Additions and revisions to the evaluation and management (E/M) portion of the Current Procedural Terminology (CPT®) code set help reduce physician administrative burdens, promote team-based care and can help shape policy.
“The goal here is really to provide administrative simplification,” said Peter Hollmann, MD, a former chair of the CPT Editorial Panel and now vice chair of the AMA/Specialty Society RVS Update Committee (RUC).
“Another goal was also to make sure that we could continue to promote team-based care,” said Dr. Hollmann, a geriatrician and chief medical officer of the Brown Medicine faculty medical group, who spoke during the AMA CPT® and RBRVS Annual Symposium, held virtually this year.
The CPT refinements for reporting split and shared visits and AMA advocacy influenced Centers for Medicare & Medicaid Services (CMS) policy.
Dr. Hollmann said that the CPT Editorial Panel was hoping to guide CMS policy on this issue for 2025, and that it was a “nice surprise” that the final version of the 2024 physician payment schedule reflected CPT coding and was substantially revised from what CMS originally proposed.
Dr. Hollmann highlighted a statement from the CMS payment schedule fact sheet that discussed this.
“We are finalizing a revision to our definition of ‘substantive portion’ of a split (or shared) visit to include the revisions to the CPT guidelines, such that for Medicare billing purposes, the ‘substantive portion’ means more than half of the total time spent by the physician or nonphysician practitioner performing the split (or shared) visit, or a substantive part of the medical decision-making,” the CMS statement says. “This responds to public comments asking that we allow either time or medical decision-making to serve as the substantive portion of a split (or shared) visit.”
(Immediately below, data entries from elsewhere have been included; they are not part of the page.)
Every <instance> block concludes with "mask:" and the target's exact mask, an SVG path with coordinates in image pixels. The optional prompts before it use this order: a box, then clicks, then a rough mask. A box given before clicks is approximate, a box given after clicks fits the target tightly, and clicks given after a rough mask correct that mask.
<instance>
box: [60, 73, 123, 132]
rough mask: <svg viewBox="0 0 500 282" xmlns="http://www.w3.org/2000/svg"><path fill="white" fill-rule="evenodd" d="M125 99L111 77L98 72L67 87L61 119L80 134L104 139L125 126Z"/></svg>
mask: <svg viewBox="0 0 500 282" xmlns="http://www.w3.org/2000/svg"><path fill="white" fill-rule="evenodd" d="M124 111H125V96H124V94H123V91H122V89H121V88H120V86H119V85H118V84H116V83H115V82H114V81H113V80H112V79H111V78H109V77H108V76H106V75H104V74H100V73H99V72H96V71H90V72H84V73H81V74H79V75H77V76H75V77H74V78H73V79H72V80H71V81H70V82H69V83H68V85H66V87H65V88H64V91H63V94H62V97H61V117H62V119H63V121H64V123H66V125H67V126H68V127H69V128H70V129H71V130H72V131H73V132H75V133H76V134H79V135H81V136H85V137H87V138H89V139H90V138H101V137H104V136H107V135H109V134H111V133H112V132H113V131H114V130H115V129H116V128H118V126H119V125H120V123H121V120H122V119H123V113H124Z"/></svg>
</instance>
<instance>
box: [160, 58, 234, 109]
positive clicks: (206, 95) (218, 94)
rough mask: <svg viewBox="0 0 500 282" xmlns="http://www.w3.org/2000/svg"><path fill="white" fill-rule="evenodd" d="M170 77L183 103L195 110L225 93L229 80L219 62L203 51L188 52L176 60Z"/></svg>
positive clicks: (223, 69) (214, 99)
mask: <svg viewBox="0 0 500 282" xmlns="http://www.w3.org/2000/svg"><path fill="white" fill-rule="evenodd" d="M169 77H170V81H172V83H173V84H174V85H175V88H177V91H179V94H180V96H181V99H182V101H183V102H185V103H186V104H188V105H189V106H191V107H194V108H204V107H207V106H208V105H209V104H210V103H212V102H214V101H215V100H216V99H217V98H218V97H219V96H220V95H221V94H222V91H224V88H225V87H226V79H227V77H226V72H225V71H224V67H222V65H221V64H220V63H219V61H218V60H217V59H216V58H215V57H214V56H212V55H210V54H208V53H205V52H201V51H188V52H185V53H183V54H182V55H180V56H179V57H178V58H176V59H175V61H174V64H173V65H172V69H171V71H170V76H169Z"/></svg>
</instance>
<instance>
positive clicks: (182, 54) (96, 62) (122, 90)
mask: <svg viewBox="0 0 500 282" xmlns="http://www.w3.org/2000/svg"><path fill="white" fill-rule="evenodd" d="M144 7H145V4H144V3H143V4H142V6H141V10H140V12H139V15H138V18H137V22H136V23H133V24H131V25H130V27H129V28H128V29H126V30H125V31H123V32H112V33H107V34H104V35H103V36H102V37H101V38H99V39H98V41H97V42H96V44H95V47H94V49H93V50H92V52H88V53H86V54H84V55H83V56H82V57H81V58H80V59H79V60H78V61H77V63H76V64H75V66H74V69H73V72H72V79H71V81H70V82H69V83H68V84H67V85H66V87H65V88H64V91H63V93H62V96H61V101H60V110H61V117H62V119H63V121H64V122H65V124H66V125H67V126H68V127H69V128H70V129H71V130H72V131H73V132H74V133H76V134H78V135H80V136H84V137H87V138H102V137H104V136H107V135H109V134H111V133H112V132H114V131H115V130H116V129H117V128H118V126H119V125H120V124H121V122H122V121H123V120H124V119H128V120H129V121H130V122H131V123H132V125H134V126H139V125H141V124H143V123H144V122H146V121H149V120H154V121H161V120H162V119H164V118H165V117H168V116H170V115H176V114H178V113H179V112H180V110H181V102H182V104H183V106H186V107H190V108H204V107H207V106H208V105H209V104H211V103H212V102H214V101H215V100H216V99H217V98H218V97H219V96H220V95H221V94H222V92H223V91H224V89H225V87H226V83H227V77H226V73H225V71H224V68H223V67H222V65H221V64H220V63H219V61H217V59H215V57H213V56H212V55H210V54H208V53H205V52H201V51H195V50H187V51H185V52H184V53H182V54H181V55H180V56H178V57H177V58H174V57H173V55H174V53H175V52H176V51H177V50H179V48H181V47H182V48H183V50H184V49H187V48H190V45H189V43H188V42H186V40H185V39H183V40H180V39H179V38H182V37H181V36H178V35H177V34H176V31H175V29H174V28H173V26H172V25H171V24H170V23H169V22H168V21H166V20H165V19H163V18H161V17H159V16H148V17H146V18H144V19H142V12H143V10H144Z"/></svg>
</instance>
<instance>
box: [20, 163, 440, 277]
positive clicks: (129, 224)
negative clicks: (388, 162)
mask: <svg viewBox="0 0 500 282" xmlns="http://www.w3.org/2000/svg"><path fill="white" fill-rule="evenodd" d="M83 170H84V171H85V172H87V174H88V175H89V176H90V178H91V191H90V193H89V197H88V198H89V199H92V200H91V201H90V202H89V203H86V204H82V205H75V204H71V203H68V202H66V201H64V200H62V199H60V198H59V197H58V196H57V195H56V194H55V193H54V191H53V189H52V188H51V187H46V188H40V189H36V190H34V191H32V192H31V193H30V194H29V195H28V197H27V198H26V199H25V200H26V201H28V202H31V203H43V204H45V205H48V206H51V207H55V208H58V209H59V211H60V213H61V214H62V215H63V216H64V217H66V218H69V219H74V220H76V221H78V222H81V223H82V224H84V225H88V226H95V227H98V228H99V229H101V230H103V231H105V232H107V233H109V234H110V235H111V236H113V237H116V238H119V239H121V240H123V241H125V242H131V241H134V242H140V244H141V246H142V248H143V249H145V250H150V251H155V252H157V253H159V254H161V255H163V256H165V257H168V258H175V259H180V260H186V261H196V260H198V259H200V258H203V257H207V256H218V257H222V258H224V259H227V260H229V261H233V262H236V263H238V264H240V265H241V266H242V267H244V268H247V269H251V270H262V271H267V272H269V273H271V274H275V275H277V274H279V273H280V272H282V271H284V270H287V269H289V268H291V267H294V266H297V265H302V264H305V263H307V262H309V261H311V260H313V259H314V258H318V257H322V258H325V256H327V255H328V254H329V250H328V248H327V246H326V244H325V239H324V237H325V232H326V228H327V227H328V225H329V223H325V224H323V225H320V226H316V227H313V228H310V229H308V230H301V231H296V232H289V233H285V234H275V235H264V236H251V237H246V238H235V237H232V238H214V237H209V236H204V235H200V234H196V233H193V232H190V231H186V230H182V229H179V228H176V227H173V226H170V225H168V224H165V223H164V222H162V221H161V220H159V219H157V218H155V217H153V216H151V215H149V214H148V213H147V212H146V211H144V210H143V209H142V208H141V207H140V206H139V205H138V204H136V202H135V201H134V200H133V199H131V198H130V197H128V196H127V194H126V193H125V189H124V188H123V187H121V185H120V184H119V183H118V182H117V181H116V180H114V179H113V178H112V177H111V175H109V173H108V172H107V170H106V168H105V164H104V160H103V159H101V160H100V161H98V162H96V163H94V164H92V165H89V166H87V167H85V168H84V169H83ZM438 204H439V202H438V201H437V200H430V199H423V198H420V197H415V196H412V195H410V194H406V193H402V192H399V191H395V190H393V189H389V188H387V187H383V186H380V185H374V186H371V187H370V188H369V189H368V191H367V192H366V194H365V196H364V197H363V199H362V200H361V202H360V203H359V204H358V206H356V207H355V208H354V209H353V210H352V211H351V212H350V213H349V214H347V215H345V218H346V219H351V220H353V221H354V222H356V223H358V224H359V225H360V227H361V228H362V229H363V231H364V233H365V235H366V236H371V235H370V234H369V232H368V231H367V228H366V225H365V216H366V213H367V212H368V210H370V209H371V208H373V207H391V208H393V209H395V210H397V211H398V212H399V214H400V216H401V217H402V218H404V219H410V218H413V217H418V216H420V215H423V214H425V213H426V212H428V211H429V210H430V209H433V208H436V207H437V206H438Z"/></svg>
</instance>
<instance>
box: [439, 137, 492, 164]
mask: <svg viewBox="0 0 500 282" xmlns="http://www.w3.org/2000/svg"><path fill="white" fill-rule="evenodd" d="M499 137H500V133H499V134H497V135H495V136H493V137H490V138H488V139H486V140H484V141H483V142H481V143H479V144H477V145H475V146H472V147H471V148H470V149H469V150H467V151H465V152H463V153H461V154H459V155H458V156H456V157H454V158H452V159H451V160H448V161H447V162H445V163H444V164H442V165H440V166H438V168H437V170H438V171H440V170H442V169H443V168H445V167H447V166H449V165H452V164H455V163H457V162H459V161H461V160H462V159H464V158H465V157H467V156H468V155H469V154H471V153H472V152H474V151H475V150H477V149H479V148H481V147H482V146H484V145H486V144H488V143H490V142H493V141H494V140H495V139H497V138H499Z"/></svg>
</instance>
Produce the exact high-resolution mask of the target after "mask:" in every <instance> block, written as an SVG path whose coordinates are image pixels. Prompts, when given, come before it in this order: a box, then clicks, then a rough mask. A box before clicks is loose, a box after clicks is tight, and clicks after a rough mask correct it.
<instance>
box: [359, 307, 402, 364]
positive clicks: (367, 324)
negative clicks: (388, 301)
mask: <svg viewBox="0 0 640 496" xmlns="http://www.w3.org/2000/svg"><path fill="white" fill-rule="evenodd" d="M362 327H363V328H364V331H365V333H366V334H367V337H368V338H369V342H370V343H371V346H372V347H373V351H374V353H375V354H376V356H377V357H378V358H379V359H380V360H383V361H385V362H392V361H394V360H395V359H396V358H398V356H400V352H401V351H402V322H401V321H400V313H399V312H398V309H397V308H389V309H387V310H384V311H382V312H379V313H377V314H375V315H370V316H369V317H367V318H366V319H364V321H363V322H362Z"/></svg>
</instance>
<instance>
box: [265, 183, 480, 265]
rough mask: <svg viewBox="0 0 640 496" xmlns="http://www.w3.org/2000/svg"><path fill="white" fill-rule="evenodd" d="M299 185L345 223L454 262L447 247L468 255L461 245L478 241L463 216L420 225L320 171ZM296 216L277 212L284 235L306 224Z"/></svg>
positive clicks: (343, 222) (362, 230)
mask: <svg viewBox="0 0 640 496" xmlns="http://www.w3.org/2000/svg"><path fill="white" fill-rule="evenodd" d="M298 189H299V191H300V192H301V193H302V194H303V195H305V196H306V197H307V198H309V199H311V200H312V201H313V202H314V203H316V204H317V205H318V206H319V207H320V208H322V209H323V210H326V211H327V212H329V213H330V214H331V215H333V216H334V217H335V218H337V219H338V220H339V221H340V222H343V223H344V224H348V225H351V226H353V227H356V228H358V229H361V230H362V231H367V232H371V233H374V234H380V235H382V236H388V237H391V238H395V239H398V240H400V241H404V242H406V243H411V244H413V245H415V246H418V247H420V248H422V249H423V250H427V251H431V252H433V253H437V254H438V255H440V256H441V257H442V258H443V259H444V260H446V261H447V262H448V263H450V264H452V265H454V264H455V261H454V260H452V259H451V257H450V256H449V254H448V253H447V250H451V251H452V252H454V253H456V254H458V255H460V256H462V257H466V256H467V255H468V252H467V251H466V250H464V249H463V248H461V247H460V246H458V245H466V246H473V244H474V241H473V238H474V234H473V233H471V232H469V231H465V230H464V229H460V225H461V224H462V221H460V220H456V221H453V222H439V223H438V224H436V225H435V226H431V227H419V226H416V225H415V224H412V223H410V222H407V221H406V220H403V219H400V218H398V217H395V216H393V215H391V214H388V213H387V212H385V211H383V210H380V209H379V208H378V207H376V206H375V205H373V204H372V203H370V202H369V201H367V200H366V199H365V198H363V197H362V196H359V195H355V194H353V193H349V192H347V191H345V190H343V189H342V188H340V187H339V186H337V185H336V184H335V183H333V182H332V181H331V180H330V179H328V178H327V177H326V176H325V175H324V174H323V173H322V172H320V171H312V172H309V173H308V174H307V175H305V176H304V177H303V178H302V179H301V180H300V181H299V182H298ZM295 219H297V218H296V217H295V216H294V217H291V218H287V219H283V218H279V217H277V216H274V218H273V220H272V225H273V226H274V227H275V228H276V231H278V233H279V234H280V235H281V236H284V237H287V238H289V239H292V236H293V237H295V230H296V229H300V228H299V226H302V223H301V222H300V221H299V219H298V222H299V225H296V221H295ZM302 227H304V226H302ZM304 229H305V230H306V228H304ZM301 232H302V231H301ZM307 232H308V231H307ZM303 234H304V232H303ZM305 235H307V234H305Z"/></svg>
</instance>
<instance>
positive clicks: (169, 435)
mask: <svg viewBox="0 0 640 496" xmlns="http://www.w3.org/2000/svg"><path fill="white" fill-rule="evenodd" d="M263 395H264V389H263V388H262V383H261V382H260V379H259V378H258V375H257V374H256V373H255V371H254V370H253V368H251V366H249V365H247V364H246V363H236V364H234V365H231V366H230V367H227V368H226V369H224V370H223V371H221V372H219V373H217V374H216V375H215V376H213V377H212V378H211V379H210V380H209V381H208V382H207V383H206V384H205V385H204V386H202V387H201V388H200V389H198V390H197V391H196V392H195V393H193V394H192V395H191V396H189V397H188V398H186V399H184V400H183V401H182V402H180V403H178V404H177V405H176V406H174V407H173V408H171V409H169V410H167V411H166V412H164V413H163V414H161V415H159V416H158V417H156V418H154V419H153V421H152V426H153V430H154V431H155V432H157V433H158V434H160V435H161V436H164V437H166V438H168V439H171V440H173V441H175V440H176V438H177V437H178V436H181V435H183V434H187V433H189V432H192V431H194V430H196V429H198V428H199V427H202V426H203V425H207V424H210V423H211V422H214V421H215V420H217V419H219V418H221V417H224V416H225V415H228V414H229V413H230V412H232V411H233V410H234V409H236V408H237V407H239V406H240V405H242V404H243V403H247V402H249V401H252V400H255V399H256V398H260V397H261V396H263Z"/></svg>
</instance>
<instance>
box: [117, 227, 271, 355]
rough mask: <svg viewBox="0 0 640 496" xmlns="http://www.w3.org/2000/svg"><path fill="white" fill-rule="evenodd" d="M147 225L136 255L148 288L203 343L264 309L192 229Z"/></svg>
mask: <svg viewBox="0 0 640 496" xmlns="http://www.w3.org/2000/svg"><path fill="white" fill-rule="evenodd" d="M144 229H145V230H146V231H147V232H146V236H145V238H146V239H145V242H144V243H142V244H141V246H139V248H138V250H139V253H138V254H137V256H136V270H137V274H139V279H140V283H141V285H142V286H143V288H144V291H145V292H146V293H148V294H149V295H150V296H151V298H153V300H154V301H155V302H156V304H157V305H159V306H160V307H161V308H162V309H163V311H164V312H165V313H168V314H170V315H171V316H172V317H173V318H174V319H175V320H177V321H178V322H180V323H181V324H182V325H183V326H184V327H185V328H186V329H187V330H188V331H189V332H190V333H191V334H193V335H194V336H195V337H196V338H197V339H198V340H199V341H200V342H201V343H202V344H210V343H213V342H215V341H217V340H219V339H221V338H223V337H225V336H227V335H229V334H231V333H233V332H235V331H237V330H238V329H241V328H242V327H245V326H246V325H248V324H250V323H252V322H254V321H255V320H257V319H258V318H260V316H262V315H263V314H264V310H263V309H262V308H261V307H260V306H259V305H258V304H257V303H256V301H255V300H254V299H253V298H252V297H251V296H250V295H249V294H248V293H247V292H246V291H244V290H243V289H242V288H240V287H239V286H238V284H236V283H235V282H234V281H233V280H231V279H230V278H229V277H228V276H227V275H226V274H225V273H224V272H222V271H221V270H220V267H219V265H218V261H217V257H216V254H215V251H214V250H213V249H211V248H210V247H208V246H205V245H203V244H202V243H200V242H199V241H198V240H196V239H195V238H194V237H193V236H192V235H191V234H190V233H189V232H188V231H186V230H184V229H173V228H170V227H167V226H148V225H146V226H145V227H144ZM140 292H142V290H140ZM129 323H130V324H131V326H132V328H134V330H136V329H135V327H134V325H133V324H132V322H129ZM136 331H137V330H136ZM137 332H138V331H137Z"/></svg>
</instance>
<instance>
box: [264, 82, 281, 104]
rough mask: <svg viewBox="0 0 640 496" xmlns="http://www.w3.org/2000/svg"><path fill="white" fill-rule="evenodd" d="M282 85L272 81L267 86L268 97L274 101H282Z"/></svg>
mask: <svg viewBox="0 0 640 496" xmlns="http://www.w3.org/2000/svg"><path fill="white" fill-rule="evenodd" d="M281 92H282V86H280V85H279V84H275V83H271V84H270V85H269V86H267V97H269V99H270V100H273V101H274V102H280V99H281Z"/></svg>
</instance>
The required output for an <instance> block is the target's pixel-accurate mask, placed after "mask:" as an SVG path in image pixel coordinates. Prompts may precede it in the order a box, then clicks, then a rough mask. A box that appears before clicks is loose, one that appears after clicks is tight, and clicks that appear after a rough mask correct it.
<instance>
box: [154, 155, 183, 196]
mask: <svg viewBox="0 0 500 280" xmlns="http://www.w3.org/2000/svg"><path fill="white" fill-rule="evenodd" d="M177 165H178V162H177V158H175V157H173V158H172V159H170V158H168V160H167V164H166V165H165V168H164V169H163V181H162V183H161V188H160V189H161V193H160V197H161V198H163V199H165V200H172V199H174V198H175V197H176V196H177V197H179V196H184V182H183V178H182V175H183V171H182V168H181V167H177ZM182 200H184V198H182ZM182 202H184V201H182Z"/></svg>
In March, the AMA communicated with CMS on the issue. Read more (PDF).
When coding for E/M services, the CPT code set allows for physicians to choose between total time spent on the day of a patient encounter (including time spent in nonface-to-face activities) or the level of medical decision-making (MDM) involved.
When using CPT codes for time spent, the professional who spends the majority of the total time on the date of the encounter reports the service, said Dr. Hollmann.
But, when MDM is used to report the level of service, Dr. Hollmann said the CPT guidelines reflect the concept that who spends the most time with the patient is not as important as who’s responsible for bottom-line care decisions, he explained.
Specifically, the CPT 2024 Professional Edition codebook notes that “physicians and other qualified health care professionals (QHPs) may act as a team in providing care for the patient, working together during a single E/M service.”
“For the purpose of reporting E/M services within the context of team-based care, performance of a substantive part of the MDM requires that the physicians or other QHPs who made or approved the management plan for the number and complexity of problems addressed at the encounter take responsibility for that plan with its inherent risk of complications and/or morbidity or mortality,” the codebook adds.
Regarding coding for time, the CPT Editorial Panel replaced ranges of time with a time threshold for codes 99202–99205 and 99212–99215.
For example, with code 99205, used to report office-based or outpatient E/M services, the 60- to 74-minute time range was replaced with a threshold of 60 minutes that “must be met or exceeded” on the date of the encounter.
This was done to align with other more recent codes that use thresholds rather than ranges.
“That matches all the other E/M service guidelines.” Dr. Hollmann explained. “We didn’t want people to think that there’s something different about it.”